Cass. pen. Sez. IV, Sent., (ud. 21-01-2011) 13-04-2011, n. 15013

Sentenza scelta dal dott. Domenico Cirasole direttore del sito giuridico http://www.gadit.it/

Svolgimento del processo

Con ordinanza resa in esito all’udienza del 20/5/2010, la Corte di Appello di Reggio Calabria ha rigettato la domanda di riparazione per ingiusta detenzione proposta da P.S., già condannato in primo grado per la uccisione della madre e per il tentato omicidio del padre, ma assolto poi dalla Corte di Assise di Appello per difetto di sua imputabilità mancandogli al momento dei fatti la capacità di intendere e di volere (salva la misura del ricovero in ospedale psichiatrico giudiziario per un tempo non inferiore a cinque anni).

Il P. ha proposto ricorso per cassazione per ottenere l’annullamento del provvedimento appena sopra menzionato. All’udienza camerale del 21/1/2011 il ricorso è stato deciso con il compimento degli incombenti imposti dal codice di rito.
Motivi della decisione

Parte ricorrente denunzia:

nullità della ordinanza impugnata, per violazione dell’art. 314 c.p.p., e per vizi della motivazione dell’ordinanza stessa, che non avrebbe considerato le ragioni esplicitate con la sottolineata correlazione tra incapacità di intendere e di volere e la originaria ingiustezza della detenzione cautelare. Questa Suprema Corte rileva anzitutto che la domanda di riparazione delimita la richiesta di indennizzo al tempo intercorrente tra la data dell’arresto e la data di lettura del dispositivo della sentenza di appello. Rileva, ancora, che la mancanza di capacità di intendere e di volere, produttiva della pronunzia assolutoria, è stata accertata solo con la sentenza di appello in forza di un giudizio operato dopo l’analisi di perizia disposta in appello. La condizione di non punibilità rilevante ai fini di cui all’art. 273, comma 2 è risultata conoscibile solo all’esito del giudizio di appello (in questo contrastante con l’opposto accertamento della sentenza di primo grado), sicchè la misura cautelare restrittiva fu correttamente e senza ingiustizia applicata e mantenuta per tutto il tempo al quale la domanda rigettata è riferita. Restando ben ferme la materialità dei fatti addebitati e quella delle condotte dell’imputato che furono fattore condizionante del prodursi della detenzione, non è tuttavia consentito di procedere ad accertamento di dolo o colpa grave ex Cass. SU Penali 27/5/2010 n. 13, accertamento non praticabile a fronte di un ritenuto vizio totale di mente dell’allora imputato.

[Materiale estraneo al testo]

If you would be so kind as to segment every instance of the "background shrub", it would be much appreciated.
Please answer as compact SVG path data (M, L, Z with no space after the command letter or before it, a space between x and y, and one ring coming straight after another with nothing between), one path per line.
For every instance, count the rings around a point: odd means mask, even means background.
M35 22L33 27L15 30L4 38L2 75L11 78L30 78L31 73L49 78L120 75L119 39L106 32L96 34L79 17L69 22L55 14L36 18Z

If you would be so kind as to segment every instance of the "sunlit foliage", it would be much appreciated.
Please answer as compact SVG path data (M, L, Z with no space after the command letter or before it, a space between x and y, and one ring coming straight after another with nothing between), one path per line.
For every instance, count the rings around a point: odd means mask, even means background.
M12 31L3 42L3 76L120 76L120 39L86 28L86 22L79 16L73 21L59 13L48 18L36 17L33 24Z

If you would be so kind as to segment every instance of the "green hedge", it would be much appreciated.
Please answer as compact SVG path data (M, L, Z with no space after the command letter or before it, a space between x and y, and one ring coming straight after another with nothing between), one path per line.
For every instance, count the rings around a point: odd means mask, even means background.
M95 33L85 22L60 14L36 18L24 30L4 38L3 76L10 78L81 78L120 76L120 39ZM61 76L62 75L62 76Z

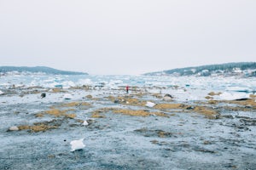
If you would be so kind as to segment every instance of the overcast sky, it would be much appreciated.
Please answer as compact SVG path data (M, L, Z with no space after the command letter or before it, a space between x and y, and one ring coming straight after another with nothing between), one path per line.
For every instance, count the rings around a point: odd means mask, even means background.
M0 59L94 75L256 61L256 0L0 0Z

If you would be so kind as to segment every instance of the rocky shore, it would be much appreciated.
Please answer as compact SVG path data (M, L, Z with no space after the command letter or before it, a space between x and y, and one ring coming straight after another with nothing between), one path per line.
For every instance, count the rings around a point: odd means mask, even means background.
M124 89L2 90L0 169L256 168L255 95L219 100L222 92L209 91L204 100L180 102ZM79 139L85 147L71 151Z

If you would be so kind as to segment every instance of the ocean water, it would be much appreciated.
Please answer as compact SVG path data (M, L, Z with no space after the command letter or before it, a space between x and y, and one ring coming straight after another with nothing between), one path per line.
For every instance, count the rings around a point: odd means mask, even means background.
M218 91L253 92L256 90L256 78L238 78L221 76L0 76L0 88L15 87L43 87L64 88L75 86L104 86L116 88L119 86L137 87L184 87L190 88L207 88Z
M90 94L113 94L114 90L130 86L149 93L169 94L177 101L204 100L210 92L222 93L215 99L236 99L248 98L256 91L256 78L235 76L96 76L96 75L32 75L7 76L0 77L0 90L9 88L26 88L42 87L45 88L91 86L96 90ZM102 90L102 91L101 91ZM70 92L74 99L81 96ZM122 93L122 92L121 92ZM2 98L3 99L3 98ZM30 98L31 99L31 98ZM53 99L54 100L54 99Z

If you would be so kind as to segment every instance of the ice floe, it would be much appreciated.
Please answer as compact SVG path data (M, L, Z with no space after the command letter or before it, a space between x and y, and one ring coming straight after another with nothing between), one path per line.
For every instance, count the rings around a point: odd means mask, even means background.
M74 151L76 150L83 150L85 147L85 144L84 144L84 139L80 139L79 140L71 141L71 151Z
M218 97L218 99L224 99L224 100L235 100L235 99L249 99L249 98L250 95L248 94L228 93L228 92L224 92Z
M147 101L147 104L145 105L147 107L154 107L155 105L154 103Z

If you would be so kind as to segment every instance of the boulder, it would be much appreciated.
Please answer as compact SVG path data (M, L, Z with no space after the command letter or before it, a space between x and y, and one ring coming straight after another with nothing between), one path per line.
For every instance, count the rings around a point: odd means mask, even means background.
M169 94L166 94L165 96L164 96L164 100L172 100L172 96Z
M13 126L9 128L9 131L18 131L18 130L19 130L19 128L16 126Z

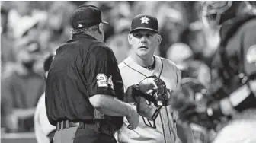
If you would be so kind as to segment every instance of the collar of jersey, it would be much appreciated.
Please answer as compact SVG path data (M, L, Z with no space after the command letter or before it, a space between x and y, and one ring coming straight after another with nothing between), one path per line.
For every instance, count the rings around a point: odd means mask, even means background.
M148 77L152 75L153 72L155 72L155 72L158 71L159 68L160 69L162 68L162 67L159 67L162 66L160 58L156 56L154 56L155 57L155 67L153 71L149 71L143 68L142 66L139 65L138 63L134 62L130 56L128 57L126 59L125 59L123 62L131 68L137 71L139 73L142 73L143 75Z
M86 34L86 33L75 33L72 37L72 39L81 39L81 38L91 39L91 40L97 40L96 38L91 37L91 35Z

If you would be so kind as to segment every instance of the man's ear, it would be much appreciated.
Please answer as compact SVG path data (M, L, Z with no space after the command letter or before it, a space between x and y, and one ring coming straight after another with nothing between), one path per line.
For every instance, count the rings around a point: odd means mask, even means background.
M102 33L104 31L104 29L103 29L103 24L99 24L99 30L101 33Z
M162 37L160 34L158 34L157 41L158 41L158 44L160 45L162 42Z
M132 45L133 35L131 33L128 34L128 43L130 45Z

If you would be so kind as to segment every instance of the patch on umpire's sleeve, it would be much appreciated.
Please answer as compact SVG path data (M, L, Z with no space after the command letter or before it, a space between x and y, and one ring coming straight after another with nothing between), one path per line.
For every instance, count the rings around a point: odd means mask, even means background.
M246 61L248 63L256 62L256 45L251 46L247 51Z
M98 74L96 78L98 87L108 87L110 86L114 90L112 75L107 78L105 74Z

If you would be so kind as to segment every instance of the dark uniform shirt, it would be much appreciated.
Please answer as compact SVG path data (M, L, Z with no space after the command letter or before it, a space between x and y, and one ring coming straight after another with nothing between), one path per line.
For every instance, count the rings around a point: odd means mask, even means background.
M95 110L89 98L94 94L123 100L117 62L104 43L87 34L75 34L57 49L49 71L46 107L50 122L56 126L62 120L91 122ZM123 117L107 119L117 128L123 123Z
M222 25L220 37L212 62L212 87L225 85L229 94L241 85L239 74L250 77L256 72L256 16L244 15Z

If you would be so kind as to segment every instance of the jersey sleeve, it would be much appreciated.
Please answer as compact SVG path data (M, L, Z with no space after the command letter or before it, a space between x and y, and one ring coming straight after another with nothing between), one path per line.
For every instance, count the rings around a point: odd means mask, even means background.
M247 75L256 72L256 27L245 31L242 39L244 70Z
M89 97L107 94L123 98L123 85L113 51L101 46L91 47L84 67Z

Decisivo nel caso concreto è il giudizio di non ingiustezza della detenzione cautelare applicata (giudizio da formulare ex art. 314 c.p.p., comma 2), difettando, nel provvedimento di applicazione e mantenimento della restrizione cautelare, pur alla luce di Corte Cost. 2/4/1999 n. 109, un rapporto di contestualità tra applicazione della misura e certa conoscibilità – in fase – della insussistenza delle condizioni di applicabilità ex art. 273 c.p.p..

Il ricorso è infondato e deve essere rigettato con condanna del ricorrente al pagamento delle spese del procedimento.
P.Q.M.

Rigetta il ricorso e condanna il ricorrente al pagamento delle spese processuali.

Testo non ufficiale. La sola stampa del bollettino ufficiale ha carattere legale.